Practical Ways to Reduce the Smell
Since the odor comes from bacteria breaking down sweat on the skin’s surface, the goal is to reduce moisture buildup and limit bacterial overgrowth without disrupting the vaginal microbiome. The vagina itself is self-cleaning. You should never put soap, douches, or fragranced products inside it. The vulvar skin, however, can be gently washed with warm water or a mild, unscented cleanser.
Underwear fabric matters more than most people realize. Cotton is the best choice because it breathes and wicks moisture away from the skin, reducing the warm, damp environment where odor-producing bacteria thrive. Synthetic fabrics trap heat and sweat. Even underwear marketed with a “cotton crotch panel” doesn’t offer the same breathability as 100% cotton, because the surrounding synthetic material still limits airflow.
Change your underwear daily, and more often if you’ve been sweating heavily. At night, going without underwear or wearing loose pajamas increases airflow to the area and helps keep things dry. If you use panty liners throughout the day, consider cutting back. They decrease breathability and can contribute to irritation and moisture buildup.

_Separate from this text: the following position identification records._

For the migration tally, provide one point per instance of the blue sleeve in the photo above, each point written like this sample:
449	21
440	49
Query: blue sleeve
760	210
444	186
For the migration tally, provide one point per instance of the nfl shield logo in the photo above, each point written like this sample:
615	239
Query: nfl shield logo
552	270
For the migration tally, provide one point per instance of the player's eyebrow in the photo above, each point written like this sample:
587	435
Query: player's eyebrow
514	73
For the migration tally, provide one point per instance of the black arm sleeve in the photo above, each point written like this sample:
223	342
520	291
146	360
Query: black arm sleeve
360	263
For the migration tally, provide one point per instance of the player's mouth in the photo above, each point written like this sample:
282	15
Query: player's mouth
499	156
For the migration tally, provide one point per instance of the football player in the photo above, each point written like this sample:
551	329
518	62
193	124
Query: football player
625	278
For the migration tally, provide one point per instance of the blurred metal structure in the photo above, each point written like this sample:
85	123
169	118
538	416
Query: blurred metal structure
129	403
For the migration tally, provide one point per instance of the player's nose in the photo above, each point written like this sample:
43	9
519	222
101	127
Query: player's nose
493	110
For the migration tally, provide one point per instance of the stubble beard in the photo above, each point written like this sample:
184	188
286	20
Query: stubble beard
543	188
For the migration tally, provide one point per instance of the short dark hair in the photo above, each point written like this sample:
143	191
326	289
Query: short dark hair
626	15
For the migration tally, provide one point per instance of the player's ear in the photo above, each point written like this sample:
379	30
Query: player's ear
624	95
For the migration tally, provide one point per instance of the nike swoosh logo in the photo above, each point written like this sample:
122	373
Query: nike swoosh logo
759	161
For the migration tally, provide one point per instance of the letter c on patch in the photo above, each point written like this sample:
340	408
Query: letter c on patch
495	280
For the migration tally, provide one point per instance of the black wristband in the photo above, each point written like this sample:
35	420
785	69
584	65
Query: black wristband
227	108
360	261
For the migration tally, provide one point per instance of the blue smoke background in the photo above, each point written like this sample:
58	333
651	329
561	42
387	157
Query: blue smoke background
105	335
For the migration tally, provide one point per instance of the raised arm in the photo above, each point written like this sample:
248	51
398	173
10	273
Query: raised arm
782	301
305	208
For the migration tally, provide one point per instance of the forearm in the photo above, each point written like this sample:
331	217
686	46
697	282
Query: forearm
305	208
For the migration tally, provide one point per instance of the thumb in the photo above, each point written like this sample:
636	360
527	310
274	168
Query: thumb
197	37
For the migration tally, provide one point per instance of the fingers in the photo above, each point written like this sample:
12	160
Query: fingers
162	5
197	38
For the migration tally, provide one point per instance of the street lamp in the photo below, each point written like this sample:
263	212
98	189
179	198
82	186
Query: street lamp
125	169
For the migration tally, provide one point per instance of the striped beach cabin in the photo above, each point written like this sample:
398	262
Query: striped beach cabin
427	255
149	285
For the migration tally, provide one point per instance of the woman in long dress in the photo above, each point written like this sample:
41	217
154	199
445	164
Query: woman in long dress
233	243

Laundry products can also play a role. Many detergents leave chemical residue on fabric that sits against your vulvar skin all day. Switching to a fragrance-free, dye-free, hypoallergenic detergent helps, and running underwear through the rinse cycle a second time can remove lingering residue. Wash new underwear before wearing it to clear out chemicals from manufacturing and packaging.
When the Smell Is Worth Investigating
A skunky or body-odor-like smell on its own, especially one that comes and goes with stress, exercise, or diet, is typically normal variation. The signs that something else might be going on include a sudden change in odor that doesn’t resolve, unusual discharge (gray, green, yellow, or frothy), itching or burning, pain during sex, or a strong fishy smell that worsens after intercourse. These patterns are more consistent with bacterial vaginosis, trichomoniasis, or other conditions that benefit from treatment.